En un partido más luchado que jugado, Independiente se quedó con el clásico tras vencer 1-0 a Racing Club con gol de Gabriel Ávalos. Sin embargo, más allá del resultado, lo que realmente llamó la atención fue el bajísimo tiempo neto de juego en el Libertadores de América.

El encuentro estuvo marcado por interrupciones constantes, discusiones y demoras que atentaron contra la continuidad. La primera mitad fue el reflejo más claro de esta situación: aunque duró 54 minutos por el extenso tiempo adicionado por el árbitro Leandro Rey Hilfer, la pelota estuvo en juego apenas 15 minutos y 32 segundos.

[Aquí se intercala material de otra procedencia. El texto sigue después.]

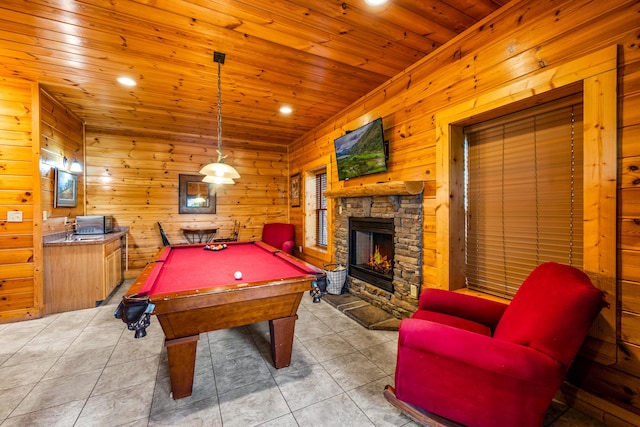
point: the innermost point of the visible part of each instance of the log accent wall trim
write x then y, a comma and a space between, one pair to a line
136, 180
20, 248
400, 188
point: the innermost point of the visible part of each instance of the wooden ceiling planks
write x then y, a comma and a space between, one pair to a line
317, 56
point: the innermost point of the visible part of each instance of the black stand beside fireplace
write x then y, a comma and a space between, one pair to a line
371, 251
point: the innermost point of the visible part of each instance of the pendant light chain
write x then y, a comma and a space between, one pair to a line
535, 172
572, 181
221, 156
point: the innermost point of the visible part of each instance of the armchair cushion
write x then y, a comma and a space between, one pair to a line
449, 363
279, 235
478, 310
552, 295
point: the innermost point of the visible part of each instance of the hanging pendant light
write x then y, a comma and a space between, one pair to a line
219, 172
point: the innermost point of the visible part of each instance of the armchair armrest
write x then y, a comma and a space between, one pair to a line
287, 246
479, 351
468, 307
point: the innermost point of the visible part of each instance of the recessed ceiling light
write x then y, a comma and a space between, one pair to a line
285, 109
126, 81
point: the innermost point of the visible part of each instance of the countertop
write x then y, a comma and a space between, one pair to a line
59, 239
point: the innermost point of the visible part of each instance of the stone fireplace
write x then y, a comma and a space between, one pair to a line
371, 251
403, 215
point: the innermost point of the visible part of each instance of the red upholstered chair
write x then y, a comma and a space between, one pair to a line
483, 363
279, 235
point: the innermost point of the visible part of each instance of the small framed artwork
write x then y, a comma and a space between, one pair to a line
195, 196
65, 193
295, 190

Uno de los momentos que más influyó en este desarrollo fue el penal sancionado por mano de Valdez, que derivó en una larga revisión del VAR. Entre la intervención tecnológica y la ejecución fallida de Adrián Martínez (quien intentó picarla) se consumieron casi seis minutos. A eso se le sumaron las habituales fricciones de un clásico: protestas, faltas, reposiciones lentas y hasta un disturbio entre plateístas locales y el banco de suplentes visitante.

El dato es contundente: hubo 53 interrupciones solo en el primer tiempo, y el tramo más largo con la pelota en juego fue de apenas un minuto y 18 segundos. Incluso en los nueve minutos adicionados, apenas se jugaron 90 segundos.

En el complemento, el ritmo mejoró levemente, pero sin dejar de evidenciar un desarrollo cortado. De los 52 minutos disputados en la segunda mitad, el tiempo neto fue de 24 minutos y 16 segundos, con un máximo de continuidad de apenas dos minutos.

Sumando ambos períodos, el partido alcanzó los 106 minutos totales. Sin embargo, la pelota rodó solo 39 minutos y 48 segundos. Un dato que grafica a la perfección un clásico que tuvo más tensión que juego y que dejó en evidencia un problema cada vez más recurrente en el fútbol argentino: la falta de continuidad y de juego.